Metabolic and renal outcomes of empagliflozin in patients with type 2 diabetes mellitus attending Armed Forces Hospital in Saudi Arabia
=======================================================================================================================================

* Ali A. Alshahrani
* Saad S. Al Qahtani
* Abrar S. Al Qahtani
* Saeed M. Mashhour
* Zayed S. Alkhtani
* Yahya M. Alragea

## Retrospective cohort study

## Abstract

**Objectives:** To explore the effects of empagliflozin (25 mg) on metabolic and renal parameters in patients with type 2 diabetes mellitus (T2DM).

**Methods:** This retrospective observational comparative study was conducted at a military hospital in southern Saudi Arabia. All adults (aged >18 years) with T2DM who attended diabetic clinics between October 2021 to March 2022 (6 months), with or without insulin treatment, were eligible for inclusion in the study.

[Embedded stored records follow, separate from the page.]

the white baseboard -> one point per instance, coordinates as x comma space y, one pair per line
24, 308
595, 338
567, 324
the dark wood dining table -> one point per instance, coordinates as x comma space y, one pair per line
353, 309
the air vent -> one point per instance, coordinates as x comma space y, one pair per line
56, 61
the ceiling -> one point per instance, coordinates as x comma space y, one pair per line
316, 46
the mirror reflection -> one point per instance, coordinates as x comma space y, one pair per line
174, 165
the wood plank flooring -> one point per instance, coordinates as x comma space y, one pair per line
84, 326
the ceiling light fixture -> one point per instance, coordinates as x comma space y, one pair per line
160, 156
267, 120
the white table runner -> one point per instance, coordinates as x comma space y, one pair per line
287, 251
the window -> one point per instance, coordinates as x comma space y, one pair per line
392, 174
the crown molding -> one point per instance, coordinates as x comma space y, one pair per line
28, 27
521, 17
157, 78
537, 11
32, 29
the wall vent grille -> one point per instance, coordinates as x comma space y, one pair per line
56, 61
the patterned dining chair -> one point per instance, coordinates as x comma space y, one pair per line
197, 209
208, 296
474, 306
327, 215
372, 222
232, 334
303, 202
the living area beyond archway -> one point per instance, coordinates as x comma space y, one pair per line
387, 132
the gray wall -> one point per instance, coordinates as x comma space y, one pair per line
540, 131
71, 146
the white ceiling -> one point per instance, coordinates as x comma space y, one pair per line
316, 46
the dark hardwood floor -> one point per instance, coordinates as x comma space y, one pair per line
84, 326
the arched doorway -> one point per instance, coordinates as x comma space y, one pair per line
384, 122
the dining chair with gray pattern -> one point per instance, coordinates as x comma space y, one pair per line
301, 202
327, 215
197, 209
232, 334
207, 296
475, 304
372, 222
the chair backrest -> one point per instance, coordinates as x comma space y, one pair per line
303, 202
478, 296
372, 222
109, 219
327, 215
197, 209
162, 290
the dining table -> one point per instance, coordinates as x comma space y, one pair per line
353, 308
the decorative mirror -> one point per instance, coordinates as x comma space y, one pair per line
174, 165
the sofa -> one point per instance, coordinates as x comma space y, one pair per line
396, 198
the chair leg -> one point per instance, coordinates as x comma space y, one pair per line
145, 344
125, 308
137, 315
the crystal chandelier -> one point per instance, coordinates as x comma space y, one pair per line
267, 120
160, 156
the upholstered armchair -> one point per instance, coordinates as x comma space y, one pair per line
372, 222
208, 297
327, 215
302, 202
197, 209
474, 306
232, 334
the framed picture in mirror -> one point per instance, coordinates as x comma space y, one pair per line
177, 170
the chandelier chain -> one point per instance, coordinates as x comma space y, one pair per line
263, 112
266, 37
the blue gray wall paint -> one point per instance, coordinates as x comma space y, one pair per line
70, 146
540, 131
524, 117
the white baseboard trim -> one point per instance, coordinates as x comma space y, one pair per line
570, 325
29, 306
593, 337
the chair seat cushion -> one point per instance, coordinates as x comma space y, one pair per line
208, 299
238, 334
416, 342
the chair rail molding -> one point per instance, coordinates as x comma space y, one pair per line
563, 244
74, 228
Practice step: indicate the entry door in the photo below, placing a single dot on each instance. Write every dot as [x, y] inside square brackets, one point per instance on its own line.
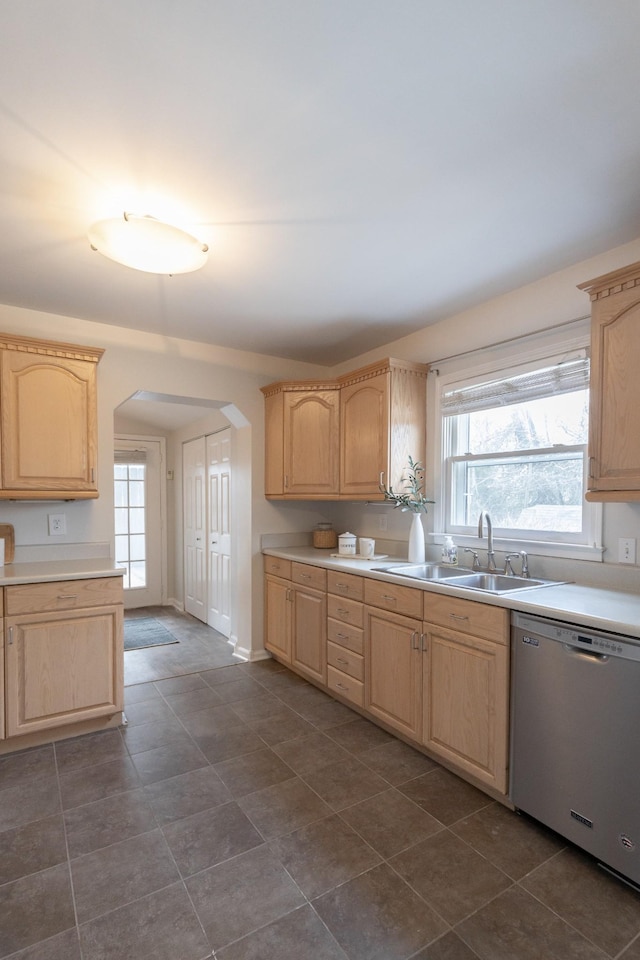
[219, 530]
[195, 555]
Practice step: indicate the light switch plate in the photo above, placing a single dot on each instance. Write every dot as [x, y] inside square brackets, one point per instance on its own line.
[626, 550]
[57, 524]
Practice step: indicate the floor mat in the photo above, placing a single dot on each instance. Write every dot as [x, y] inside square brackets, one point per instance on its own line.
[146, 632]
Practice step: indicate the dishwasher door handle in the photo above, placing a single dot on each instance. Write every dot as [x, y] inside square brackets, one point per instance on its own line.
[585, 654]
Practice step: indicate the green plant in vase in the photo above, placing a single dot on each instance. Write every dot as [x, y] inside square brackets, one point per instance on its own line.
[416, 502]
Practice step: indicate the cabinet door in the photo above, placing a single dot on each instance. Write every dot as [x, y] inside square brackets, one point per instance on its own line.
[393, 670]
[63, 668]
[311, 442]
[614, 442]
[48, 423]
[466, 684]
[278, 615]
[309, 642]
[364, 429]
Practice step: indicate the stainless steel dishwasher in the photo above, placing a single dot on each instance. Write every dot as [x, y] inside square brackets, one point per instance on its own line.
[575, 735]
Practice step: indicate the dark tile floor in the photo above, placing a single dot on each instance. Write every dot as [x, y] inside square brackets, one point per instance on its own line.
[245, 815]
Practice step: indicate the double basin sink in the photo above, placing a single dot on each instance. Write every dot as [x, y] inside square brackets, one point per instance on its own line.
[459, 577]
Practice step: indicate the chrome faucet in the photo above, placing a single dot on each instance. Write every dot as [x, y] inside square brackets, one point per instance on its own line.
[491, 557]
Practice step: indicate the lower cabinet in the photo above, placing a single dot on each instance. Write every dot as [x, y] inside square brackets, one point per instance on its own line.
[432, 667]
[64, 662]
[296, 616]
[466, 687]
[393, 669]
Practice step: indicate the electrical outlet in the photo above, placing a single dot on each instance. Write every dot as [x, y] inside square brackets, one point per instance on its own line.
[57, 524]
[626, 550]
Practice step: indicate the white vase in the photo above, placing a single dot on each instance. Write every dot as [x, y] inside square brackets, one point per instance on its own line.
[416, 539]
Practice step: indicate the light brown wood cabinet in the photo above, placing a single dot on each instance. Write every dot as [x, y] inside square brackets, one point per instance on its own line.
[393, 670]
[383, 411]
[466, 686]
[296, 617]
[431, 667]
[64, 653]
[302, 440]
[48, 420]
[614, 417]
[345, 636]
[339, 439]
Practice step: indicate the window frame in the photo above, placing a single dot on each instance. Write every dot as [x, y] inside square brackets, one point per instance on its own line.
[495, 363]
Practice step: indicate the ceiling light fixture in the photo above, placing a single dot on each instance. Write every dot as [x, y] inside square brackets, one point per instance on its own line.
[147, 244]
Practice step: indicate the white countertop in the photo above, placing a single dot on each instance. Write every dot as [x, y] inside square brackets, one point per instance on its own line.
[53, 570]
[611, 610]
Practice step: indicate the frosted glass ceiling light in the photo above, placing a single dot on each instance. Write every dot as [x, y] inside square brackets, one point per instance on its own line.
[147, 244]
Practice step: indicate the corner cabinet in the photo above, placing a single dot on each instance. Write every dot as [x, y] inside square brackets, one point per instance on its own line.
[48, 420]
[614, 418]
[338, 439]
[383, 411]
[64, 653]
[301, 440]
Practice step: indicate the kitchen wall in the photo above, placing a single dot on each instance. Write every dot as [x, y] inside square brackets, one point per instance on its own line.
[136, 361]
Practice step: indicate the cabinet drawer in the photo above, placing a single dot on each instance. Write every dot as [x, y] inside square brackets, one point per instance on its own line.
[278, 567]
[468, 616]
[391, 596]
[345, 584]
[62, 595]
[345, 686]
[309, 576]
[342, 659]
[349, 611]
[352, 638]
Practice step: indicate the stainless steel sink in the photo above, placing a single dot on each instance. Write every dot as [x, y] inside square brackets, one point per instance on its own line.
[461, 577]
[500, 583]
[426, 571]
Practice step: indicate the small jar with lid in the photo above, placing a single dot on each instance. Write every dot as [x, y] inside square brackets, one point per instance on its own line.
[325, 537]
[347, 544]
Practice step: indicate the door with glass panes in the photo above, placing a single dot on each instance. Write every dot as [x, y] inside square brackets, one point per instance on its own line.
[138, 519]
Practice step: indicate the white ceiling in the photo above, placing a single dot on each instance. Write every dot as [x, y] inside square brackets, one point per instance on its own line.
[359, 168]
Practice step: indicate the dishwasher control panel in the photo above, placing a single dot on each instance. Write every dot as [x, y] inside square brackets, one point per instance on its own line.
[605, 644]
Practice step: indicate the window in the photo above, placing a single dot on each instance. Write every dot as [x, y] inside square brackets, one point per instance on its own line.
[129, 497]
[515, 445]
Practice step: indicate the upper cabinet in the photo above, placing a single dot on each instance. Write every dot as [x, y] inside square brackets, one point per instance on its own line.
[339, 439]
[302, 440]
[48, 420]
[614, 419]
[383, 410]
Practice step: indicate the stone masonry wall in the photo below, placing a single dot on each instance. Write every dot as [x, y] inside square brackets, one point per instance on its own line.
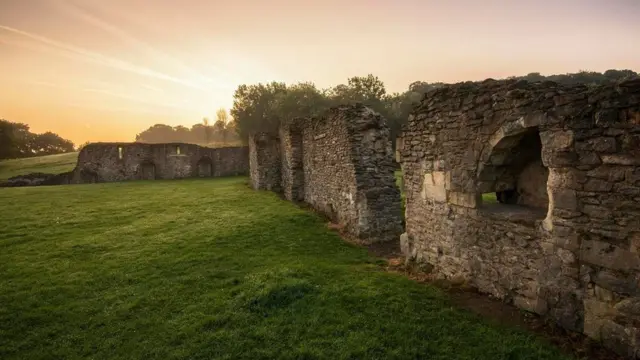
[264, 162]
[292, 151]
[564, 239]
[108, 162]
[341, 164]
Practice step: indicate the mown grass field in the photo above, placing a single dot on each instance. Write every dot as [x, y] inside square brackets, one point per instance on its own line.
[209, 269]
[51, 164]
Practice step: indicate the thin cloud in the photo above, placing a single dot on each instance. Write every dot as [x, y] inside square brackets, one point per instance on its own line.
[102, 24]
[100, 59]
[107, 92]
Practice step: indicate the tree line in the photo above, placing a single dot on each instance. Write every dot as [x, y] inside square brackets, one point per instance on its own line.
[17, 141]
[219, 133]
[261, 107]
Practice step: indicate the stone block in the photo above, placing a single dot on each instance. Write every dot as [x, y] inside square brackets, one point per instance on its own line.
[556, 140]
[603, 144]
[595, 313]
[597, 185]
[563, 199]
[608, 255]
[433, 187]
[621, 159]
[469, 200]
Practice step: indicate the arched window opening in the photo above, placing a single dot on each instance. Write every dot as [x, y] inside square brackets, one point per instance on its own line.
[514, 175]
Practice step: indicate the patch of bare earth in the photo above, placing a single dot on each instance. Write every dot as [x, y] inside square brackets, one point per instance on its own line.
[469, 298]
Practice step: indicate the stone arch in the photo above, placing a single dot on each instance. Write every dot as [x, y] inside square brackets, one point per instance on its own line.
[204, 167]
[147, 170]
[512, 167]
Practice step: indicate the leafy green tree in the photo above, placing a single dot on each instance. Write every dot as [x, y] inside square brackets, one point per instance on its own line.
[253, 108]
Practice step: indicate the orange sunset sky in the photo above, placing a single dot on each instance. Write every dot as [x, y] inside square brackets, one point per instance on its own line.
[104, 70]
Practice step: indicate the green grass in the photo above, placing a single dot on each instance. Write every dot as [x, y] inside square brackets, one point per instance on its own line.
[204, 269]
[51, 164]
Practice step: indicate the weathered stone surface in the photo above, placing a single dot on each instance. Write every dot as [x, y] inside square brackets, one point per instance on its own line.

**Results:** Following the initiation of empagliflozin treatment, statistically significant reductions in patient weight (kg) were observed at 1, 3-5, and 6 months. In addition, low-density lipoprotein levels significantly decreased 3-5 months post-treatment initiation (*p*=0.011). However, serum creatinine level decreased gradually with time during the treatment with empagliflozin, from 87.45±31.78 (0.105) to 78.39±27.43 (0.033). Furthermore, after empagliflozin treatment, the urinary albumin-to-creatinine ratio significantly decreased at 3-5 and 6 months. Moreover, HbA1c levels exhibited statistically significant decreases at 3-5 months (*p*<0.001) and at 6 months (*p*<0.001) following the initiation of empagliflozin treatment. Notably, systolic and diastolic blood pressure significantly reduced 6 months after empagliflozin treatment.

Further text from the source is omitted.